Meer ruimte voor fietsers en voetgangers = minder verkeersongevallen. Zo viel in er in Oslo afgelopen jaar geen enkele verkeersdode onder voetgangers en fietsers, nadat zij een groot deel van het centrum autovrij maakten en bredere voet- en fietspaden aanlegden. Nu het zo rustig is op straat door het coronavirus onderzoeken verschillende steden de mogelijkheden infrastructurele aanpassingen door te voeren.

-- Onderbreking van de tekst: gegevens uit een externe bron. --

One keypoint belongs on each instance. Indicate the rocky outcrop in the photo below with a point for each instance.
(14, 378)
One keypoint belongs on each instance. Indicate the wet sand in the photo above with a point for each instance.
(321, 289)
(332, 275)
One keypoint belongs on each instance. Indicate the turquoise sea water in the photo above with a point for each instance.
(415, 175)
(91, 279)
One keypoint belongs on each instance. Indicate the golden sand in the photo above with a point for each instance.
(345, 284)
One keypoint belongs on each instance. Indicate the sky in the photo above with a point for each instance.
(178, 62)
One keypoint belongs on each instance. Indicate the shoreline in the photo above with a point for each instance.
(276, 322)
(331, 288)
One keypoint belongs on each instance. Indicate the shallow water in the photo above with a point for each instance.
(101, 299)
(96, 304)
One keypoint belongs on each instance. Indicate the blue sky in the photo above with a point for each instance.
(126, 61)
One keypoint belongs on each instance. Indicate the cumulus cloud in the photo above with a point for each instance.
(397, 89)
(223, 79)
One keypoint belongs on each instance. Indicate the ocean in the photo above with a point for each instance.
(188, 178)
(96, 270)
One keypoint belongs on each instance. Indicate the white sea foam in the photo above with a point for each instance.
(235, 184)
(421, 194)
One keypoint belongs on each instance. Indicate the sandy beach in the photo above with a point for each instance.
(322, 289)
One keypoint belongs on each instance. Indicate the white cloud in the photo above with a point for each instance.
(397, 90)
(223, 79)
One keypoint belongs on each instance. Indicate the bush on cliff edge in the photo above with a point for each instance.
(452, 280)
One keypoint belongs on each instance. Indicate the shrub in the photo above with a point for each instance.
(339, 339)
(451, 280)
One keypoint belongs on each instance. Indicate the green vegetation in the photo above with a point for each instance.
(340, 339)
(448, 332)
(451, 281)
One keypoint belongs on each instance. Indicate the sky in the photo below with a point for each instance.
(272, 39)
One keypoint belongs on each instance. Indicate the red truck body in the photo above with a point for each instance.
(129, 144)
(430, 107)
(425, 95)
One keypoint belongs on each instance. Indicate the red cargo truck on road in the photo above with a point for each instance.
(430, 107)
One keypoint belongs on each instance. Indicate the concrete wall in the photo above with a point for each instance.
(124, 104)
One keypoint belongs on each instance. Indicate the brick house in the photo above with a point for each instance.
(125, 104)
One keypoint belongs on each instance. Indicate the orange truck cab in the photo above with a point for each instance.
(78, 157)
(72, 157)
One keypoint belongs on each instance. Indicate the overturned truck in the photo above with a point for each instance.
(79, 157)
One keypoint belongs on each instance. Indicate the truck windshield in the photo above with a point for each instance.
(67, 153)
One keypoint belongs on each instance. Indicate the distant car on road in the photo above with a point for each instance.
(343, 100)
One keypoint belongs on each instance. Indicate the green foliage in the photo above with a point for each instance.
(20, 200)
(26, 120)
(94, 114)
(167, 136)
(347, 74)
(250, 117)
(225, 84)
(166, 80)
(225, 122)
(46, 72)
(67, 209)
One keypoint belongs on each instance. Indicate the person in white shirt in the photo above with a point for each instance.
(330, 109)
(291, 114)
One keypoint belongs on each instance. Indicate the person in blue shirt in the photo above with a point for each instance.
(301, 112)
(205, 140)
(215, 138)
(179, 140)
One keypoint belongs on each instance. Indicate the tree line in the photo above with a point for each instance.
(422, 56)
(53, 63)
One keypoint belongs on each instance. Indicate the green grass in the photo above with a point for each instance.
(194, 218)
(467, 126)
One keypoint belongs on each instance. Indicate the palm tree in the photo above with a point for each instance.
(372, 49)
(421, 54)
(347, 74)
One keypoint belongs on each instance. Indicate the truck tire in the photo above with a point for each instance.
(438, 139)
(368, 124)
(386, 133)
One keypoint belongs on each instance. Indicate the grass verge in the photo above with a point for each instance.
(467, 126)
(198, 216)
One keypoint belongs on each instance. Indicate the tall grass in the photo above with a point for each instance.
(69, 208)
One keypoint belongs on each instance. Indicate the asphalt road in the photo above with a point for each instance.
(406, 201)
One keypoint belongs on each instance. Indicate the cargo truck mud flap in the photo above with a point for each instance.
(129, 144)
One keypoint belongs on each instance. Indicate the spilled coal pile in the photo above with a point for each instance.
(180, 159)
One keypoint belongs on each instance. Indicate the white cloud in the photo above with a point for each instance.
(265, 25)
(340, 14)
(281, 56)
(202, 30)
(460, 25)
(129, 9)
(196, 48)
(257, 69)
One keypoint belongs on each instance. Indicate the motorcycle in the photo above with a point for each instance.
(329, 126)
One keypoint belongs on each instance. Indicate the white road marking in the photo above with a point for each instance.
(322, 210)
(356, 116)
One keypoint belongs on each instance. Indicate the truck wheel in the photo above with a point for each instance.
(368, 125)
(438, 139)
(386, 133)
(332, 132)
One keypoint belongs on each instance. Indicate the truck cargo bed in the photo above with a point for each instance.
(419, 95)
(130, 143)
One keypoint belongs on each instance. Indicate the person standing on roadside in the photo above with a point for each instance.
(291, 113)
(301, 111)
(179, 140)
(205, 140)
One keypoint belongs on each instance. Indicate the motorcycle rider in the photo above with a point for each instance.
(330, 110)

Lopen en fietsen stimuleren
Het kan zijn dat mensen het openbaar vervoer straks willen vermijden, om besmetting te voorkomen. Om te voorkomen dat iedereen dan in de auto stapt is het belangrijk fietsen of wandelen zo aantrekkelijk mogelijk te maken. In Milaan is het plan deze zomer zo'n 35 kilometer aan wegen en straten aan te passen. Door meer ruimte te bieden aan met name wandelaars en fietsers hoopt de stad de verspreiding van het virus, ongevallen, files en vervuiling tegen te gaan. Ook in Berlijn, Parijs en Brussel komt er meer ruimte voor fietsers en voetgangers.
Het moment is nu
De straten zijn nú leeg en de overlast voor het wijzigen van de infrastructuur is door de crisis veel minder. Het lijkt een goed moment om ook te kijken naar hoe we onze steden fiets- en wandelvriendelijker kunnen inrichten, om dit (later) versneld te kunnen realiseren. Uiteraard in combinatie met de RIVM-maatregel van 1,5 meter afstand. Een nieuwe gedragsregel die we met z’n allen moeten toepassen, óók in het verkeer. Samen met Tour de Force - waarin verschillende partijen zitting hebben - denken wij daar ten aanzien van fietsers over na.